= Jonathan Asbridge =

English nurse

Sir Jonathan Elliott Asbridge is an English nurse who was the first president of the UK's Nursing and Midwifery Council and a registrant member for England (Nursing).

His first introduction to the caring profession was as a St John Ambulance Cadet at Cardiff Castle Division, Cardiff, South Wales. He studied to be a state registered nurse at the Nightingale School, St Thomas' Hospital, London, and gained a diploma in nursing at Swansea University. He began his career as a staff nurse and charge nurse in critical care, then senior nurse an in-patient manager at Singleton Hospital in 1983 before moving to Addenbrooke's Hospital where, after a period as general manager, he moved into a role of corporate responsibility as director of clinical care service.
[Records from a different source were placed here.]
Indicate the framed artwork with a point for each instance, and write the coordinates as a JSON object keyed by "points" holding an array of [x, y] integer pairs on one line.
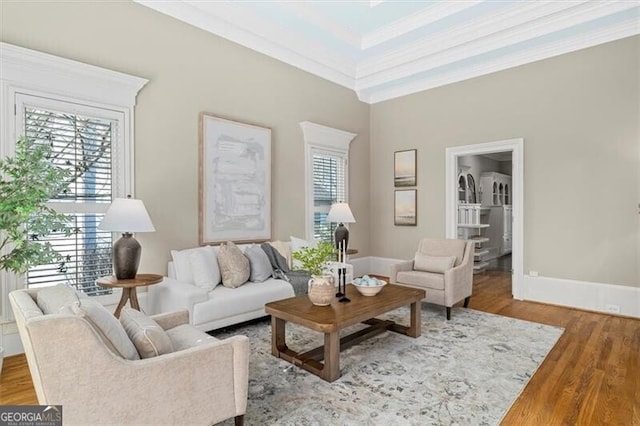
{"points": [[404, 207], [404, 168], [234, 181]]}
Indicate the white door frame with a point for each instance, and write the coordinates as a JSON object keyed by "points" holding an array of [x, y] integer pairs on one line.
{"points": [[516, 147]]}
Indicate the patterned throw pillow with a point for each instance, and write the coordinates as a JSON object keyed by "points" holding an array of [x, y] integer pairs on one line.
{"points": [[234, 266], [108, 327], [149, 338], [260, 265]]}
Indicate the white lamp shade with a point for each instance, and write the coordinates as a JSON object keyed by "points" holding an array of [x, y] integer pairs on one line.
{"points": [[127, 215], [340, 213]]}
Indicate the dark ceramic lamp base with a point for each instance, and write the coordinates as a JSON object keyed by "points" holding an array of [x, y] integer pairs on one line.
{"points": [[126, 257]]}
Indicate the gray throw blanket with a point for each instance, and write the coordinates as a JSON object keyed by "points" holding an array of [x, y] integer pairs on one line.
{"points": [[298, 279]]}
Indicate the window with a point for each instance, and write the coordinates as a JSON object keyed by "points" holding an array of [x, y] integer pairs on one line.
{"points": [[84, 140], [83, 144], [326, 175], [329, 186], [86, 113]]}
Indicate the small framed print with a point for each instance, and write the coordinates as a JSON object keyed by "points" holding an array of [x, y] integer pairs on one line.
{"points": [[405, 205], [404, 168]]}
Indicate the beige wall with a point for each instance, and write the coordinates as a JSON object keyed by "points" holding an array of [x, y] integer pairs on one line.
{"points": [[192, 71], [578, 115]]}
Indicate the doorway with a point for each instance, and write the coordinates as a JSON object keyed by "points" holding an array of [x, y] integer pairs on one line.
{"points": [[474, 192]]}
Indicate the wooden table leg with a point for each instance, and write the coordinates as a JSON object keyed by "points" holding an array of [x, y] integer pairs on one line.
{"points": [[133, 299], [123, 301], [415, 328], [331, 369], [278, 343]]}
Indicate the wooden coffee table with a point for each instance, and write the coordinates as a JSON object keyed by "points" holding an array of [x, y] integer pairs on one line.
{"points": [[331, 319]]}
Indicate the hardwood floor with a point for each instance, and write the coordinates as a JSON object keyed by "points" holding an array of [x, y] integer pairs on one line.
{"points": [[591, 377]]}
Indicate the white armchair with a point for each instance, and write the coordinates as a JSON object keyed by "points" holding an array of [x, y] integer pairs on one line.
{"points": [[204, 381], [441, 267]]}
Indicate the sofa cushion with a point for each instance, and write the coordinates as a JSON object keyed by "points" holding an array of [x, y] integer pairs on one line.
{"points": [[186, 336], [443, 247], [421, 279], [108, 327], [148, 337], [259, 264], [437, 264], [230, 302], [182, 262], [234, 266], [205, 270], [56, 299]]}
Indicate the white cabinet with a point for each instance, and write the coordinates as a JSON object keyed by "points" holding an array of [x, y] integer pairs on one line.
{"points": [[495, 189], [472, 225]]}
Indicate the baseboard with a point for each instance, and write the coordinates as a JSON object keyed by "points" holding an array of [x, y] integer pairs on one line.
{"points": [[597, 297]]}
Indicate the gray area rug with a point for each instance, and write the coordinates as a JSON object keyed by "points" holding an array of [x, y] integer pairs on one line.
{"points": [[466, 371]]}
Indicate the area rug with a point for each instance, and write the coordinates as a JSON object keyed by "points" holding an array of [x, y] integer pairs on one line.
{"points": [[466, 371]]}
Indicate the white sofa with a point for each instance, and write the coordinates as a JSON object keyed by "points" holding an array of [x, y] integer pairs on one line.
{"points": [[222, 306]]}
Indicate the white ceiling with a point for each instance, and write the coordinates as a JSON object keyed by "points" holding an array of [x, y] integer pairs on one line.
{"points": [[389, 48]]}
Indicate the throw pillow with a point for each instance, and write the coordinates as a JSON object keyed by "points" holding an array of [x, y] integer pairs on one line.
{"points": [[108, 327], [206, 273], [234, 266], [148, 337], [437, 264], [298, 244], [259, 264], [56, 299], [182, 262]]}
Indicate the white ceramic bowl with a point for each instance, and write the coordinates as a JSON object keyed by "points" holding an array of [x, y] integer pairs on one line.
{"points": [[370, 290]]}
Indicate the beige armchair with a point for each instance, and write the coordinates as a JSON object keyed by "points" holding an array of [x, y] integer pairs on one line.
{"points": [[441, 267], [202, 382]]}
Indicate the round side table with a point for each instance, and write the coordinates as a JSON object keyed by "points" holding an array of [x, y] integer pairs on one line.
{"points": [[129, 288]]}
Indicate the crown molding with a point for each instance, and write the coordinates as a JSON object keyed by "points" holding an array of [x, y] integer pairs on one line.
{"points": [[472, 30], [335, 68], [434, 13], [492, 42], [628, 28], [20, 66]]}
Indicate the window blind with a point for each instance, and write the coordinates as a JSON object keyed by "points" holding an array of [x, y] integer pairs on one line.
{"points": [[329, 186], [83, 145]]}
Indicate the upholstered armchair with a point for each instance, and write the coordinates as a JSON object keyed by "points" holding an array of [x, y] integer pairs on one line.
{"points": [[441, 267], [73, 363]]}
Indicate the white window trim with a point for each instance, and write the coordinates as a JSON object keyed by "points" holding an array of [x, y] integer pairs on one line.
{"points": [[319, 138], [40, 74]]}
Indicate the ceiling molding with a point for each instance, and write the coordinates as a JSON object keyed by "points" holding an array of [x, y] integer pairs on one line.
{"points": [[536, 27], [410, 23], [578, 42], [408, 46]]}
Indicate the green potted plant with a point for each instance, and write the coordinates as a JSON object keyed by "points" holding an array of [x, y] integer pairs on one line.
{"points": [[315, 260], [27, 181]]}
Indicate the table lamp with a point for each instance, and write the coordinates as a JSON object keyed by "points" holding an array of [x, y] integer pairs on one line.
{"points": [[126, 215], [341, 213]]}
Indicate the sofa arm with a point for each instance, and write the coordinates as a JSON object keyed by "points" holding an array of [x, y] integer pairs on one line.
{"points": [[398, 267], [173, 295], [171, 320]]}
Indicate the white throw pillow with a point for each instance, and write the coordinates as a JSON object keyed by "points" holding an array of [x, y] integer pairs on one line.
{"points": [[148, 337], [108, 327], [206, 273], [182, 262], [298, 244], [437, 264]]}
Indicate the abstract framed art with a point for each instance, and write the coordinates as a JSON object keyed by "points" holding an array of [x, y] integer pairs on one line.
{"points": [[405, 207], [404, 168], [234, 181]]}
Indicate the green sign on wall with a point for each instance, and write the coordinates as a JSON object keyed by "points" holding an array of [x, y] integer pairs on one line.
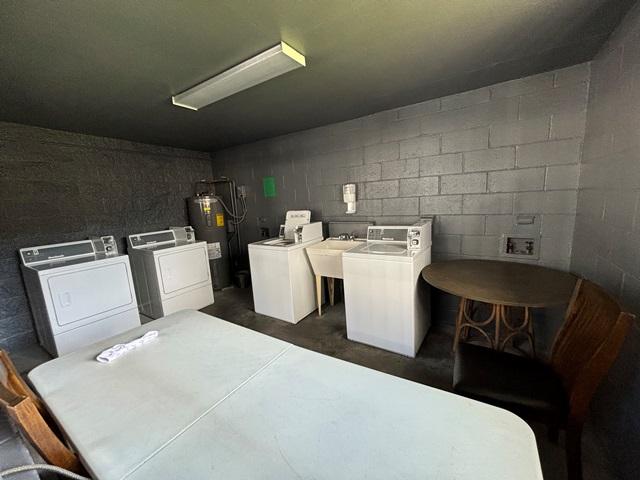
{"points": [[269, 186]]}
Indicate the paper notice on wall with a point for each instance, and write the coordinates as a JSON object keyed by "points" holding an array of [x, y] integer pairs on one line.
{"points": [[214, 250]]}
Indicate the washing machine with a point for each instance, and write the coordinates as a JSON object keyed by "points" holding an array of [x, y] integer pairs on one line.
{"points": [[281, 274], [80, 292], [170, 271], [386, 302]]}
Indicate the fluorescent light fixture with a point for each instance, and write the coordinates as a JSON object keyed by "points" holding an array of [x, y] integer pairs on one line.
{"points": [[264, 66]]}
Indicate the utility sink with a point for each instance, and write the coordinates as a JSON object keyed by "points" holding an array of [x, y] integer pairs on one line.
{"points": [[326, 257]]}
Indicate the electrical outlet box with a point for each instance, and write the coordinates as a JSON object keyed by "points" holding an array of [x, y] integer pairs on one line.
{"points": [[520, 246]]}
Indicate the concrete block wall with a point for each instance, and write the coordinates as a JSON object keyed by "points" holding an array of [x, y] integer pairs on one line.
{"points": [[607, 235], [58, 187], [475, 160]]}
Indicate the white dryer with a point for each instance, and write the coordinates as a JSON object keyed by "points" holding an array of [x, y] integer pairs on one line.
{"points": [[386, 302], [281, 275], [80, 293], [170, 271]]}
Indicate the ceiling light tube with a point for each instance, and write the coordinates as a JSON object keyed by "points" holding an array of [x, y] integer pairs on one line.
{"points": [[264, 66]]}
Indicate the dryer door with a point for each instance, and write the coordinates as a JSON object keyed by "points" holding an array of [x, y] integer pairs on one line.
{"points": [[83, 294], [183, 268]]}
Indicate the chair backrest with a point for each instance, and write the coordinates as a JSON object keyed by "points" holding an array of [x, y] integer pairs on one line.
{"points": [[31, 417], [588, 343]]}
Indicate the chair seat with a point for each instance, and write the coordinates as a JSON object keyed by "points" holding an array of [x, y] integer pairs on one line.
{"points": [[524, 386]]}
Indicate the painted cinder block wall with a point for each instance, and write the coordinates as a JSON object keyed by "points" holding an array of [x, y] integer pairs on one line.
{"points": [[58, 187], [475, 160], [607, 234]]}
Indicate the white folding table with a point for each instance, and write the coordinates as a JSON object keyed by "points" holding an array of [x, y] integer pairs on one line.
{"points": [[211, 400]]}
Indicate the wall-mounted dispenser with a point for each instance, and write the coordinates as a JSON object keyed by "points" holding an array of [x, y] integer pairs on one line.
{"points": [[349, 196]]}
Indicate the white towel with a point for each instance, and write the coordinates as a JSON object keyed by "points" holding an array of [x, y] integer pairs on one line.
{"points": [[110, 354]]}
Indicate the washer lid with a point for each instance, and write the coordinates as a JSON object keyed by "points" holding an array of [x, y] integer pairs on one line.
{"points": [[385, 249], [380, 250], [59, 252], [152, 239]]}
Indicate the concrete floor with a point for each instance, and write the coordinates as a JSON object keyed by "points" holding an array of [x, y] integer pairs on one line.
{"points": [[432, 366]]}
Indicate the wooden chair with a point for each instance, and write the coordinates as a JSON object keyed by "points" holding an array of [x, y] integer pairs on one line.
{"points": [[31, 417], [557, 393]]}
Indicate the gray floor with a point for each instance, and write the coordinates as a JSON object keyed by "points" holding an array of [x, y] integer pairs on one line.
{"points": [[433, 365]]}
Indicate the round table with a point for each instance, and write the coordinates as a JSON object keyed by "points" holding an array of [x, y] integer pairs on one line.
{"points": [[502, 285]]}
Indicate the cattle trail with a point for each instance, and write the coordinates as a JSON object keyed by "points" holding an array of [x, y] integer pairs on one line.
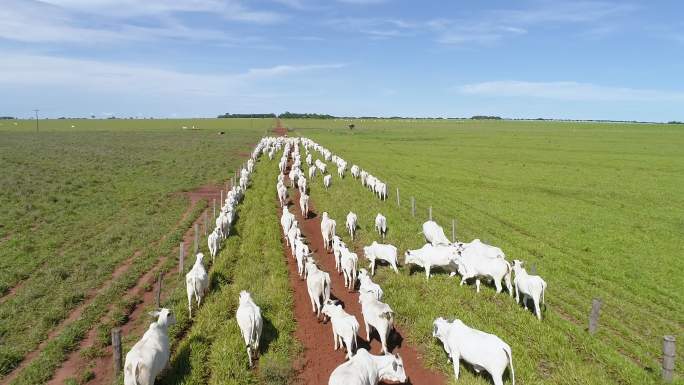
{"points": [[75, 363], [319, 359]]}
He was then Chief Nurse at Barts and the Royal London Hospitals. At the end of September 2003 he left this position and took up a new post as National Patient Champion for A&E Experience at the NHS Modernisation Agency. He has also worked at Llandough Hospital and John Radcliffe Hospital in Oxford.

He is a member of the Royal College of Nursing, Amnesty International, and the Standing Nursing and Midwifery Advisory Committee. He was a trustee of the Nurses Welfare Service until its demise in 2007. He is also the senior nursing editor for the Journal of Clinical Evaluation in Practice.

On 17 June 2006 he was given a knighthood in the Queen's Birthday Honours List. He currently is Clinical Director for Sciensus, an independent healthcare provider based in Burton upon Trent.